Few people would argue the point that life insurance is a necessity, to protect the financial well-being of those you love should you pass away during your prime earning years. The question is, what is the best life insurance to purchase? Let’s take a quick look at the relative merits of the two most popular forms of life coverage: term life insurance vs. whole life insurance.
As the name indicates, term life insurance is insurance that you take out for a fixed term. So this policy is taken out for a certain number of years, and the policy expires at the end of that period. If the policyholder dies during this time, the beneficiary who has been named by the insured will receive the death benefit payout associated with the policy. If the policy holder is alive at the end of the term nothing is paid out.
You should know that statistically speaking, it is likely that the person who takes out the policy will survive through the length of its term. This is why term insurance is almost always the cheapest insurance you can buy for a given payout amount: the unlikelihood of payout enables insurance companies to offer term life to you relatively inexpensively. Before we look at term vs whole life insurance, let’s look at the whole life policies.
Whole life insurance, aka whole of life insurance, came into being because the market demanded life insurance with a guaranteed payout, regardless of when the policyholder died. In addition to the assurance of a payout, insurance agents often tout its benefits as an account against which you may borrow money, and as a sort of retirement account. With whole life, the concept of “cash value” was introduced, which is the value that the policy has over and above the premium payments you’ve made, because of interest that accrues on those payments over the life of the policy. The idea is that the cash value amount will eventually cover the payout when the insured person dies. In the meantime you are essentially allowed access to it if you desire, by borrowing from it. Be aware that borrowing against your cash value could reduce the payout to your beneficiaries if you should pass away before paying back the loan.
So moving on to the question of term life versus whole life insurance. Conceptually, whole life may sound like a pretty good deal. You get additional features and a guaranteed payout. The fact is though, that unfortunately you will pay a small fraction of the premiums each year with term life insurance vs whole life, for a similar amount of coverage. The premiums are large enough that they could affect your standard of living. Even if you can afford them though, the reality is that for most people whole life insurance policies just don’t make good financial sense anyway. There are usually fees and hidden costs that really increase your premium relative to the amount of coverage you are receiving.
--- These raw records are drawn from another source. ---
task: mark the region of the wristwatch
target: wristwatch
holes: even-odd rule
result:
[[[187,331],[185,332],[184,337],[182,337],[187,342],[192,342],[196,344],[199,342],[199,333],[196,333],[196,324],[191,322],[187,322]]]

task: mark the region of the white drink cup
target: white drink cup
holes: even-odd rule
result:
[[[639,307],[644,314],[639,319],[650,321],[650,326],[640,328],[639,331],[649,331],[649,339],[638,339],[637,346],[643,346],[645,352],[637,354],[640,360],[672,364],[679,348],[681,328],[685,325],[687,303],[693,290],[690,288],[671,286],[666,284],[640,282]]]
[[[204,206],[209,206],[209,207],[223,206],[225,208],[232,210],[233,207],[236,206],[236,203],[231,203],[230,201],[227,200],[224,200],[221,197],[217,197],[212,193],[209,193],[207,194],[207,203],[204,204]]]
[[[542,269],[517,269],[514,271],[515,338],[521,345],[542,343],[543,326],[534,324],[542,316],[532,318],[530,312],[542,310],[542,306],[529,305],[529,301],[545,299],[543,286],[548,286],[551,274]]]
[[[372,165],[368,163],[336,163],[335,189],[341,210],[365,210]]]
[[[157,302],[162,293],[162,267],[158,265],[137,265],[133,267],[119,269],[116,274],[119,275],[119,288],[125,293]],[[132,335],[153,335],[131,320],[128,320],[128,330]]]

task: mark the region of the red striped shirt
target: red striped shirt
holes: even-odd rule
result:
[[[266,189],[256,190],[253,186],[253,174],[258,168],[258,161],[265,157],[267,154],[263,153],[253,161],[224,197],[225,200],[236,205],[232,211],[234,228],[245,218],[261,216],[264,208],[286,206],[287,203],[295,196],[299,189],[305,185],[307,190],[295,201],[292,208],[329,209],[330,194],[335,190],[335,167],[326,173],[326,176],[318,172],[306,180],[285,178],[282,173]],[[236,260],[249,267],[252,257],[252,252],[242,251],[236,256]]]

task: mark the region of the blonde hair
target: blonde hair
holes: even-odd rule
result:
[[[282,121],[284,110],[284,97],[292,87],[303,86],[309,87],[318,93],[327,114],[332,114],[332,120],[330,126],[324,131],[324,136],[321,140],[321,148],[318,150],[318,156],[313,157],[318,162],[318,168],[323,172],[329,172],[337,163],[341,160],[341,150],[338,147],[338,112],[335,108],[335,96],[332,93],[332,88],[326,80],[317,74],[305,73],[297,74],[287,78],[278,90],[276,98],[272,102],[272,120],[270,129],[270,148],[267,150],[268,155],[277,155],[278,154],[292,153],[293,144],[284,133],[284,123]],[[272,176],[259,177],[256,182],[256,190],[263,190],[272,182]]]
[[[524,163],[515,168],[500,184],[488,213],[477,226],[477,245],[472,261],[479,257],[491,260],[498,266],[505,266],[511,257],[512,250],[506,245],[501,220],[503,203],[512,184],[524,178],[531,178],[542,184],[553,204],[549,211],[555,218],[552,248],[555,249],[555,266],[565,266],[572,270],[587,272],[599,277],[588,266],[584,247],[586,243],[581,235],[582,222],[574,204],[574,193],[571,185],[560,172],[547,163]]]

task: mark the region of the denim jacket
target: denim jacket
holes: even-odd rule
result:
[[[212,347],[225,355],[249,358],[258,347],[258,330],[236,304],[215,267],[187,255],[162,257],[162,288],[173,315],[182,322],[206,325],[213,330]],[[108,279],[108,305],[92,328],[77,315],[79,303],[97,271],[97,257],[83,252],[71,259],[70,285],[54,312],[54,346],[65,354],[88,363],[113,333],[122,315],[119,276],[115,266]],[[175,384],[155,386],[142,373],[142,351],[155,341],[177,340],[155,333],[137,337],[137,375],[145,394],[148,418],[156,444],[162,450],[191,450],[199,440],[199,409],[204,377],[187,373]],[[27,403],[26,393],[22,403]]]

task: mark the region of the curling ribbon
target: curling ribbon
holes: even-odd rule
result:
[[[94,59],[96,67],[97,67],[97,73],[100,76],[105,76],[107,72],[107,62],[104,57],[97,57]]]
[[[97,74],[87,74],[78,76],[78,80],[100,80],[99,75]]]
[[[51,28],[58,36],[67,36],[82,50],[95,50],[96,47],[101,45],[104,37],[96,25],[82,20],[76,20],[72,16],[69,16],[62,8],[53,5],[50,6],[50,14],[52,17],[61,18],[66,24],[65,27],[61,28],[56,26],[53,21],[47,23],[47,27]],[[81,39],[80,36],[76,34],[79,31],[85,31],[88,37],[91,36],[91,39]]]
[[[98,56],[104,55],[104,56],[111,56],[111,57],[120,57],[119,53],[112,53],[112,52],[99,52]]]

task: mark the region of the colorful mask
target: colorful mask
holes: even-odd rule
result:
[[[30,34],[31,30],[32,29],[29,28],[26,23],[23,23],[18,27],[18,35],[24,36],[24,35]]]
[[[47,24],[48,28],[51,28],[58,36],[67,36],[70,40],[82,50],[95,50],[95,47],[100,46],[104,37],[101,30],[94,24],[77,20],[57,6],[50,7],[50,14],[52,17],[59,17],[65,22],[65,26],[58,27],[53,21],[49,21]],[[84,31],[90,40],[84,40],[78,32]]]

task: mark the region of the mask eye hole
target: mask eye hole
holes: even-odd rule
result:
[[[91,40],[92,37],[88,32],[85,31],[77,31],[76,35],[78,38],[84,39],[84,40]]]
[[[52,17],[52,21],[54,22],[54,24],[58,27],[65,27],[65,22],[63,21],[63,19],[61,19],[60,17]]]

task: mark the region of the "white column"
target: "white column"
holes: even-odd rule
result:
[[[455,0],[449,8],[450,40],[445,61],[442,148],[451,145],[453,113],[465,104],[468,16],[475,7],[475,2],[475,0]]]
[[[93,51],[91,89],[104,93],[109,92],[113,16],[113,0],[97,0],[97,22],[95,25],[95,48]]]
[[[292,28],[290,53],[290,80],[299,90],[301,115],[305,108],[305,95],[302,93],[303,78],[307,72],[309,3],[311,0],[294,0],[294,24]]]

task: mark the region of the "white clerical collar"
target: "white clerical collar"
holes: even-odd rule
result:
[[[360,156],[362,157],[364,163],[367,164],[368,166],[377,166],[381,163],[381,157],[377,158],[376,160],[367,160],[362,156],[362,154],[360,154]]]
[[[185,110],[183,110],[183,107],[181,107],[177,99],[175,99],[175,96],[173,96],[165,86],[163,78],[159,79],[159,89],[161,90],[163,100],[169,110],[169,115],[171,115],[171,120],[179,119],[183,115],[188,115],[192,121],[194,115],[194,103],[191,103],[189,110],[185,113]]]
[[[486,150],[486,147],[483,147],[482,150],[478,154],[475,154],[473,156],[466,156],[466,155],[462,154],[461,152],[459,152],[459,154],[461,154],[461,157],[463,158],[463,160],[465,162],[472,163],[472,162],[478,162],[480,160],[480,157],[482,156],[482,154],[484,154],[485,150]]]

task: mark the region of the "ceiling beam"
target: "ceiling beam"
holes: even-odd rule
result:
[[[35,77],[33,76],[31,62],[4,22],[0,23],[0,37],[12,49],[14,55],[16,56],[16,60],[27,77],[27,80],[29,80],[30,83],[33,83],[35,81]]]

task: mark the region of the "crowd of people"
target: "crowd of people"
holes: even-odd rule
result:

Everyone has alternatives as to where to put their money, and when it comes to the question of term insurance vs. whole life most experts will counsel you to use an alternative to whole life to address your income needs in retirement.
Specifically, many suggest to buy a good term life policy, possibly with a rider (an extra provision) to either extend the original policy when it is finished or to convert it to a whole life policy at that time. Then, since the term policy should lock in years of relatively low premium payments for you, get as aggressive as you can with your retirement planning and investing. What will then hopefully happen is that the next egg that you build over decades will exceed, and possibly greatly exceed, the whole life payout for which you would have paid so much.